# 3D Design / 3D Scanning / 3D Modeling > 3D Printing Slicer Discussion >  Newbie with Ender 3 Pro

## mikeb7678

Hello all I'm a newbie here and I'm trying to figure what is the best software to use to split files like this up.  Also right now I have a ender 3 pro, but looking into a Ender CS-10S5 or something similar (any suggestions would be appreciated on the upgrade)Thanks Mike

----------


## curious aardvark

try prusa slicer. 

Can't help with the recommendations as I won't recommend any ender machine to anyone. ever :-)

----------


## RobH2

I highly recommend Simplify3D. It's amazing and not too expensive.

----------


## petermessi

Simplify3D is not too costly.so i recommended to people who have limited budget to buy it

----------


## curious aardvark

actually simplify 3d is bloody expensive !

I bought my copy about 5 years ago and it's doubled in price since then. 
It was definitely worth the £70 I paid for it. 
But were I to start 3d printing today - there is no way I would pay $150 for a slicer. 

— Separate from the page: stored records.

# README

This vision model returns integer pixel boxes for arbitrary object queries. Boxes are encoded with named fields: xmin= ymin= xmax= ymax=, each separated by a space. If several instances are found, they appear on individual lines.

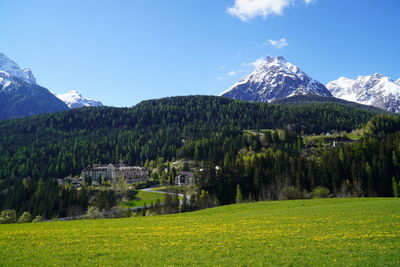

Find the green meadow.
xmin=0 ymin=198 xmax=400 ymax=266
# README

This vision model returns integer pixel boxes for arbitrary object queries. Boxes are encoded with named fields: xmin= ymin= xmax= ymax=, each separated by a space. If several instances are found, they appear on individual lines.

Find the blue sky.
xmin=0 ymin=0 xmax=400 ymax=106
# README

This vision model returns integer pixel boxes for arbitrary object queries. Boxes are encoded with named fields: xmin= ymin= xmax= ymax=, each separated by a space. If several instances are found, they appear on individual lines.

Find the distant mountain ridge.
xmin=326 ymin=74 xmax=400 ymax=113
xmin=220 ymin=56 xmax=332 ymax=102
xmin=56 ymin=90 xmax=103 ymax=108
xmin=0 ymin=71 xmax=68 ymax=120
xmin=0 ymin=53 xmax=36 ymax=84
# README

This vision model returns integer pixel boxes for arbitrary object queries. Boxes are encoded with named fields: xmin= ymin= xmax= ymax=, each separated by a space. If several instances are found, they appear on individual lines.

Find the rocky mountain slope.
xmin=326 ymin=74 xmax=400 ymax=112
xmin=56 ymin=91 xmax=103 ymax=108
xmin=220 ymin=57 xmax=332 ymax=102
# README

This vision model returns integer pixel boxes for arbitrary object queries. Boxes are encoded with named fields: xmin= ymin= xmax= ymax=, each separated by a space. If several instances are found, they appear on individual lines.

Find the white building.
xmin=175 ymin=172 xmax=196 ymax=185
xmin=82 ymin=163 xmax=149 ymax=183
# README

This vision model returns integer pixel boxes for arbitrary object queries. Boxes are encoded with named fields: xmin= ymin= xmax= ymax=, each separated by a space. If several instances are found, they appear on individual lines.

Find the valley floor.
xmin=0 ymin=198 xmax=400 ymax=266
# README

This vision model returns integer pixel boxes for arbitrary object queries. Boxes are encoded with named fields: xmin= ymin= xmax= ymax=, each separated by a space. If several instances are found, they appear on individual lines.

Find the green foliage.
xmin=18 ymin=211 xmax=32 ymax=223
xmin=235 ymin=185 xmax=243 ymax=204
xmin=279 ymin=186 xmax=303 ymax=200
xmin=311 ymin=186 xmax=329 ymax=198
xmin=121 ymin=190 xmax=165 ymax=208
xmin=0 ymin=198 xmax=400 ymax=266
xmin=0 ymin=210 xmax=17 ymax=224
xmin=392 ymin=177 xmax=400 ymax=197
xmin=32 ymin=215 xmax=43 ymax=222
xmin=84 ymin=206 xmax=104 ymax=219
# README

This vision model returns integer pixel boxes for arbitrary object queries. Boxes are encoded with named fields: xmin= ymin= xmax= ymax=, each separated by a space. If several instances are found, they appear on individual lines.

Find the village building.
xmin=175 ymin=172 xmax=196 ymax=185
xmin=82 ymin=162 xmax=149 ymax=184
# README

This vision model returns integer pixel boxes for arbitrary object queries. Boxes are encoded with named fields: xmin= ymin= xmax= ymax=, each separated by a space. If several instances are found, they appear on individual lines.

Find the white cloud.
xmin=227 ymin=0 xmax=316 ymax=21
xmin=249 ymin=57 xmax=265 ymax=68
xmin=267 ymin=38 xmax=289 ymax=49
xmin=227 ymin=70 xmax=244 ymax=76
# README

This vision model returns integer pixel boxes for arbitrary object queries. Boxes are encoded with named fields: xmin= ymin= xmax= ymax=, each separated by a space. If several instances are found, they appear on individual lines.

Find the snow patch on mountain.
xmin=0 ymin=53 xmax=36 ymax=84
xmin=220 ymin=56 xmax=332 ymax=102
xmin=56 ymin=90 xmax=103 ymax=108
xmin=326 ymin=73 xmax=400 ymax=112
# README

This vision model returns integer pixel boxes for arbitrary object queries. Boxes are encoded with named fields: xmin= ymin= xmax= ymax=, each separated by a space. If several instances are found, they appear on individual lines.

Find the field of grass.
xmin=121 ymin=190 xmax=165 ymax=208
xmin=0 ymin=198 xmax=400 ymax=266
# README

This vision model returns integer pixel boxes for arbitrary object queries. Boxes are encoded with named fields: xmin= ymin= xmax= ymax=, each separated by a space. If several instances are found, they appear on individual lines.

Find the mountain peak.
xmin=0 ymin=53 xmax=36 ymax=84
xmin=326 ymin=73 xmax=400 ymax=112
xmin=56 ymin=90 xmax=103 ymax=108
xmin=221 ymin=56 xmax=331 ymax=102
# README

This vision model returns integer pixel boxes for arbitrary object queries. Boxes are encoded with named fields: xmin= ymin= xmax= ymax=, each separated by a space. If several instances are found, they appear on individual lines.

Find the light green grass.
xmin=0 ymin=198 xmax=400 ymax=266
xmin=121 ymin=190 xmax=165 ymax=208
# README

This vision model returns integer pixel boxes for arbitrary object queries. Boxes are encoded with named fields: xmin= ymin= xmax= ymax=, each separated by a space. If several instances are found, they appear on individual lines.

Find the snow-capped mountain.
xmin=326 ymin=74 xmax=400 ymax=112
xmin=0 ymin=53 xmax=69 ymax=120
xmin=0 ymin=53 xmax=36 ymax=84
xmin=220 ymin=57 xmax=332 ymax=102
xmin=56 ymin=91 xmax=103 ymax=108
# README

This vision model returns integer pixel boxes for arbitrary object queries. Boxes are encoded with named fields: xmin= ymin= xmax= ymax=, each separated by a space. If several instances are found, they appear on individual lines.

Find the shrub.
xmin=84 ymin=206 xmax=103 ymax=219
xmin=18 ymin=211 xmax=32 ymax=223
xmin=0 ymin=210 xmax=17 ymax=224
xmin=32 ymin=215 xmax=43 ymax=222
xmin=311 ymin=186 xmax=329 ymax=198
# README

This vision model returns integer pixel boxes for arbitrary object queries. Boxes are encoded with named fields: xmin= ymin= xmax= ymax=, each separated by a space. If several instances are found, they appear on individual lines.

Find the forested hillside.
xmin=0 ymin=96 xmax=376 ymax=179
xmin=0 ymin=96 xmax=400 ymax=217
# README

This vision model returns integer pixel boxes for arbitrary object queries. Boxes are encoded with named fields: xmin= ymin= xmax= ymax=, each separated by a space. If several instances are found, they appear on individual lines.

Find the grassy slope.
xmin=0 ymin=199 xmax=400 ymax=266
xmin=122 ymin=190 xmax=165 ymax=208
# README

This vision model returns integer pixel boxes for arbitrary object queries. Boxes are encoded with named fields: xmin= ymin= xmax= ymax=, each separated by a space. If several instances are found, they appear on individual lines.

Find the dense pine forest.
xmin=0 ymin=96 xmax=400 ymax=220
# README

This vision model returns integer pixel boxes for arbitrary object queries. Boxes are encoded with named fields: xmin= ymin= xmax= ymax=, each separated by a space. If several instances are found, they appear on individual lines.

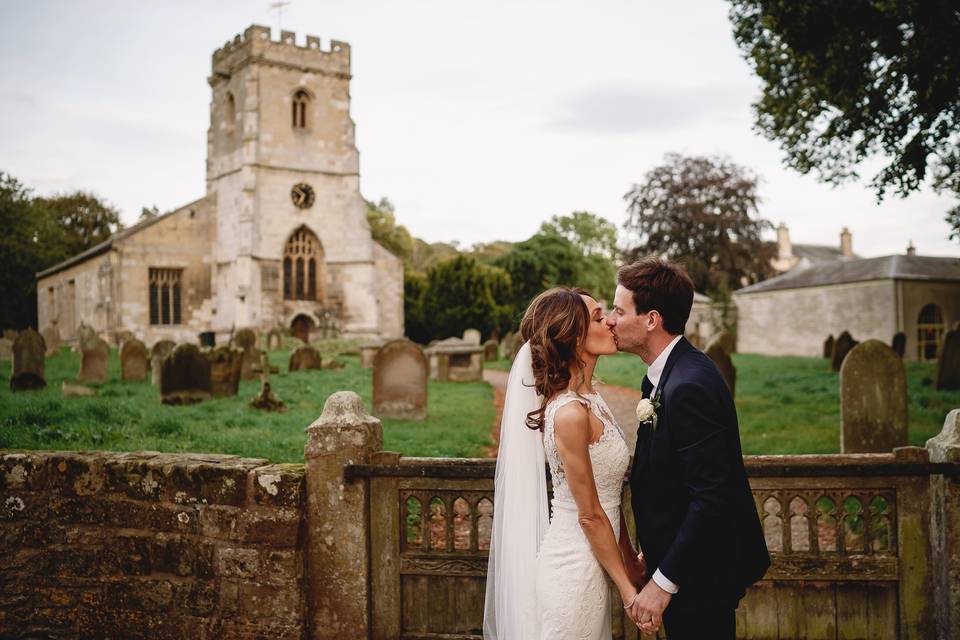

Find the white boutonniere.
xmin=637 ymin=397 xmax=660 ymax=430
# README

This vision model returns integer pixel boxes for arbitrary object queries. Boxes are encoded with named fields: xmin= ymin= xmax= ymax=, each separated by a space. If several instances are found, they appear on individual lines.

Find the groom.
xmin=607 ymin=257 xmax=770 ymax=640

Given that an ender is a very basic machine and there are about a dozen free slicers that will happily run it - personally I probably wouldn't spend $150 on a slicer. Hell he's nearly spent that much on the actual printer.

----------


## Minipeter

Creality Ender 3 Pro is an upgraded version of Ender-3, comes with the Meanwell power supply and new platform sticker, also redesigned the aluminum extrusion.

----------